The book is full of Holloway’s own stranger-than-fiction real-life episodes, including the time he put his personal address on the QPR website inviting disgruntled fans to come and share their grievances face to face (none did) and the time that a pre-season prank by his players ended up with Holloway making a trip to the local police station. Holloway’s managerial career is littered with such frankly outlandish but true tales, begging the question whether it could only happen to Holloway or whether Jurgen Klopp has a similar dossier that he’s just waiting to release. Although I can’t imagine Klopp, or any manager in the top leagues come to think of it, inviting round disgruntled fans – and they’re probably wise not to. But when it comes to player acquisition, chairmen strife and press conferences, off-piste coaching and handling players, Holloway may very well be in a league of his own.
As mentioned already, one of the great strengths of Holloway, that comes across so explicitly in this book, is his honesty, but not only honesty, a complete candidness and forthrightness. And crucially it’s an honesty that is applied equally to everything, be that when he speaks about difficult chairmen, underperforming players or himself. Indeed, Holloway is unflinchingly honest about his own failings and shortcomings, recognising the moments where he has made a mistake or overstepped the mark, and neither too afraid nor too proud to try to make a change. It’s a shame that the same can’t be said for some of the other characters in the book. Above all, it’s obvious that Holloway is a man of principle and integrity, one that loves the game and wants to see the best version of it, whether in himself, his team or his supporters. He speaks passionately about protecting his players, about making difficult decisions and his commitment to his teams and you just know that what you see is what you get with Holloway. He is the type of manager who you could bump into in the street, or, as he prefers, in the second-hand shop, and discuss football with, and he would be as honest and open as ever. He would entertain you with stories of the good, the bad and the ugly of the football world, and leave you feeling energised once more about the game, despite the latest VAR debacle, your out-of-nick striker and your penny-pinching owners. He would remind you just why we all love this little old sport called football and why a good manager is much more than their tactics.
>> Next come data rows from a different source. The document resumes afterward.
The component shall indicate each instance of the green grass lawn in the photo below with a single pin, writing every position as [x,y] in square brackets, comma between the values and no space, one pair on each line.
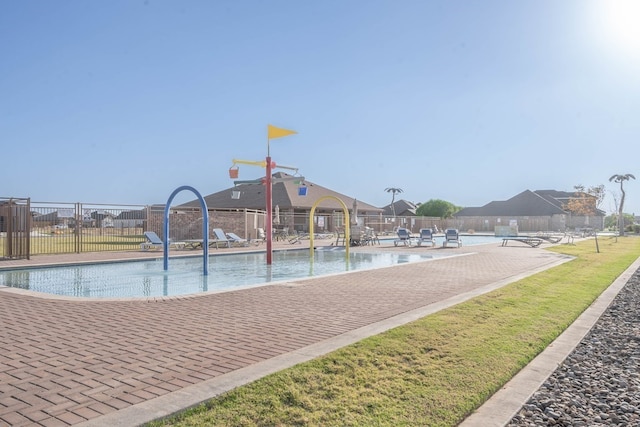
[431,372]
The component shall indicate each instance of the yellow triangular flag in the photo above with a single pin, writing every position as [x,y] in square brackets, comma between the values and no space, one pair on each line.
[274,132]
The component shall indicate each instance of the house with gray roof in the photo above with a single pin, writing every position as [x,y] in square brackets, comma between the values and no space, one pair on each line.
[293,208]
[531,211]
[400,208]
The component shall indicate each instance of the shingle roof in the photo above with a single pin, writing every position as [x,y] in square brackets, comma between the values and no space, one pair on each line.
[284,194]
[401,207]
[527,203]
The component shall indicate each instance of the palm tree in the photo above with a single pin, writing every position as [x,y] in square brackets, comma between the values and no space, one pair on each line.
[621,179]
[393,191]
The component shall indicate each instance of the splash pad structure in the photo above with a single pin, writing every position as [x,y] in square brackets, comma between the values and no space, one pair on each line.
[272,133]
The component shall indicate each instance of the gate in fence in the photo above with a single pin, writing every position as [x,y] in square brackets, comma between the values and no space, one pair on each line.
[15,223]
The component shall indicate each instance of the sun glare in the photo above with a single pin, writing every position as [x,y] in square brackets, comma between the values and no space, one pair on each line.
[619,26]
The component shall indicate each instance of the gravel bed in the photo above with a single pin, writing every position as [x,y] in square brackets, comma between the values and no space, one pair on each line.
[599,383]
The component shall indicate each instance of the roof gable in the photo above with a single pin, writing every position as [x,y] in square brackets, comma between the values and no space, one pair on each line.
[527,203]
[284,194]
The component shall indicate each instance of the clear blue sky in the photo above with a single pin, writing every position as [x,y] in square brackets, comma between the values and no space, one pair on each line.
[122,101]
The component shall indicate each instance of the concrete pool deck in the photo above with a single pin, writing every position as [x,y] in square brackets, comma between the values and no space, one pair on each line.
[65,361]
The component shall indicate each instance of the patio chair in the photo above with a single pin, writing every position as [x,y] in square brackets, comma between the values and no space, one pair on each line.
[261,236]
[404,237]
[155,242]
[451,236]
[237,240]
[219,237]
[426,237]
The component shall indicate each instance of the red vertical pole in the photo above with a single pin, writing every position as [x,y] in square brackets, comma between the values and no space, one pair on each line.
[268,219]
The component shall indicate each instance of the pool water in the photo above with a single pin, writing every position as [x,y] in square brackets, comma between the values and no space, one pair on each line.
[226,272]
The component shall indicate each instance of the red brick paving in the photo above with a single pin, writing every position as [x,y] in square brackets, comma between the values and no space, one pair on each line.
[65,361]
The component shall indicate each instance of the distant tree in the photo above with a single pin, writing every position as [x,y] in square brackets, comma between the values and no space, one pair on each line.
[586,202]
[437,208]
[621,178]
[393,191]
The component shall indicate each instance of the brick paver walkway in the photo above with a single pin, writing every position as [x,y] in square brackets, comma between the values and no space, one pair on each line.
[65,361]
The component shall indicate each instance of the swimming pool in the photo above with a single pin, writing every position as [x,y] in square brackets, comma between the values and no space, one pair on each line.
[148,279]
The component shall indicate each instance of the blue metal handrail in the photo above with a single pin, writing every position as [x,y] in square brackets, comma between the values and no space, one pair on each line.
[205,228]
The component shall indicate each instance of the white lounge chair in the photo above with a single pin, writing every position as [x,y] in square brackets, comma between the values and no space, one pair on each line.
[220,237]
[426,237]
[237,240]
[451,237]
[404,237]
[155,242]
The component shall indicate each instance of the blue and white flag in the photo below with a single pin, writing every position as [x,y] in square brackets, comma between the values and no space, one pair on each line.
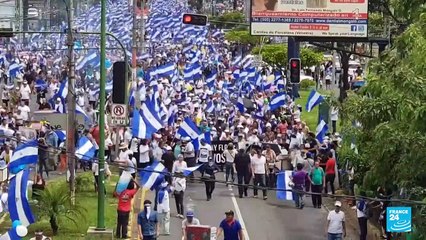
[277,101]
[85,149]
[17,202]
[187,171]
[188,129]
[153,175]
[314,99]
[321,130]
[285,192]
[24,154]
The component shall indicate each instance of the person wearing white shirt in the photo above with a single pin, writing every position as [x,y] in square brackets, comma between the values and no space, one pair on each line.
[336,228]
[143,154]
[25,112]
[179,184]
[163,208]
[25,92]
[258,165]
[204,154]
[229,155]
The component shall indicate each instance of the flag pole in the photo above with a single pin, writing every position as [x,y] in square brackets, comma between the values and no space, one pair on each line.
[101,155]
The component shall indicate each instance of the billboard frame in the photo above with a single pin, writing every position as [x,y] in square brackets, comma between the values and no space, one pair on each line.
[317,39]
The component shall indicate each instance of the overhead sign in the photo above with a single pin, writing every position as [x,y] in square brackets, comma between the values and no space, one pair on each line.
[119,114]
[310,18]
[217,149]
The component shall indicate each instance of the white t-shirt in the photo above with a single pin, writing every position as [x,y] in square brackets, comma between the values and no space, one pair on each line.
[189,151]
[230,155]
[143,154]
[164,206]
[25,92]
[204,153]
[336,220]
[258,164]
[25,110]
[195,222]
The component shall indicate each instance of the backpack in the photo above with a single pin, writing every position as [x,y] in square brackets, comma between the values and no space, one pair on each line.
[364,207]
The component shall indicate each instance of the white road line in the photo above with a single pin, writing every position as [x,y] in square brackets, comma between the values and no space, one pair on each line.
[239,215]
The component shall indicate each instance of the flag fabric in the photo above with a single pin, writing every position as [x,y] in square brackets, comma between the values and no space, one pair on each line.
[85,149]
[277,101]
[153,175]
[313,100]
[283,178]
[24,154]
[187,171]
[17,202]
[321,130]
[138,125]
[188,129]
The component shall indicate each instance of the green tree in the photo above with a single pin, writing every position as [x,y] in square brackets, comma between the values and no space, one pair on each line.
[242,36]
[310,57]
[391,111]
[55,204]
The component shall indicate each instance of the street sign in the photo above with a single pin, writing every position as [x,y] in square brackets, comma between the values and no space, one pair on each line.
[119,114]
[257,60]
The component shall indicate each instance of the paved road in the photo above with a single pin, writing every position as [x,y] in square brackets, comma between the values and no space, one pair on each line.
[266,220]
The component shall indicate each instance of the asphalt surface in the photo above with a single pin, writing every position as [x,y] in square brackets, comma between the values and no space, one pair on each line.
[262,220]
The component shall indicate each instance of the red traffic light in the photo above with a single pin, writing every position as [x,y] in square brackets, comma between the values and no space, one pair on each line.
[187,19]
[194,19]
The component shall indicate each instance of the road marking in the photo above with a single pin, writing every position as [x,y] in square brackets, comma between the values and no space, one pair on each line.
[239,215]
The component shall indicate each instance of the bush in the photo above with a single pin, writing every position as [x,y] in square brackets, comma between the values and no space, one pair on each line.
[84,182]
[306,84]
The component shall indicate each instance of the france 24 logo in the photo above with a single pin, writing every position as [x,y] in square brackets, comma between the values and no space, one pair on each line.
[398,219]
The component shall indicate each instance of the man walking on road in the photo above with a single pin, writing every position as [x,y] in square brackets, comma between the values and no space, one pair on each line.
[230,227]
[336,228]
[148,226]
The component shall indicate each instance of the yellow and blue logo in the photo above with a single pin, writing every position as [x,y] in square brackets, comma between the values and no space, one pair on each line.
[398,219]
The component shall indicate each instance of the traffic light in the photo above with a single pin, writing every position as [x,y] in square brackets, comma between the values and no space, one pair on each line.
[194,19]
[294,70]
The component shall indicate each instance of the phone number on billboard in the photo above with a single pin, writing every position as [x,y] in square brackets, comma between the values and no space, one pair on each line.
[309,20]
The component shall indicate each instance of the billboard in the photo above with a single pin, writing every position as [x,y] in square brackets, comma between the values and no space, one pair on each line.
[309,18]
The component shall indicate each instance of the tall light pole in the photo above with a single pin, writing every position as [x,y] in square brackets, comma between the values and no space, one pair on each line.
[101,179]
[71,102]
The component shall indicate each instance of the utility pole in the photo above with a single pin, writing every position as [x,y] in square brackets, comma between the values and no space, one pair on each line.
[102,96]
[136,37]
[71,101]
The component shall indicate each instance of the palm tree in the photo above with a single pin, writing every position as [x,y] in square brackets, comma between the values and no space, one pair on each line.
[55,204]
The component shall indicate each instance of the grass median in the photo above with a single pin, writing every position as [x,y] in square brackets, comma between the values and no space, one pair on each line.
[87,198]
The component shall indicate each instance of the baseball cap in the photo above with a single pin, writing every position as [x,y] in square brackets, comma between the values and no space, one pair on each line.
[230,212]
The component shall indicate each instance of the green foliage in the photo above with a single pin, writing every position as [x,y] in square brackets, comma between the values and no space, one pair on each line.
[391,110]
[306,84]
[273,54]
[55,205]
[276,54]
[225,21]
[242,36]
[310,57]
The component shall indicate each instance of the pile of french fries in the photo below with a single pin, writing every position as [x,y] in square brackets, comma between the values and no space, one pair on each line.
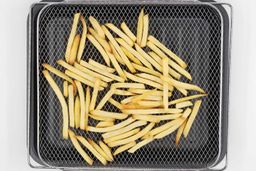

Without Holloway, the game has lost one of its larger-than-life characters, but during his hiatus, his book offers a refreshing, eye-opening insight into the real world of football management. Holloway, in yet another measure of the man, thanks ghost-writer David Clayton in the acknowledgements, a classy but oft-overlooked touch in such books, and Clayton merits these plaudits as the book perfectly encapsulates all that fans know and love about Ian Holloway – frank, passionate, down-to-earth and fair. For anyone polishing their managerial CV, those qualities aren’t bad ones to start with.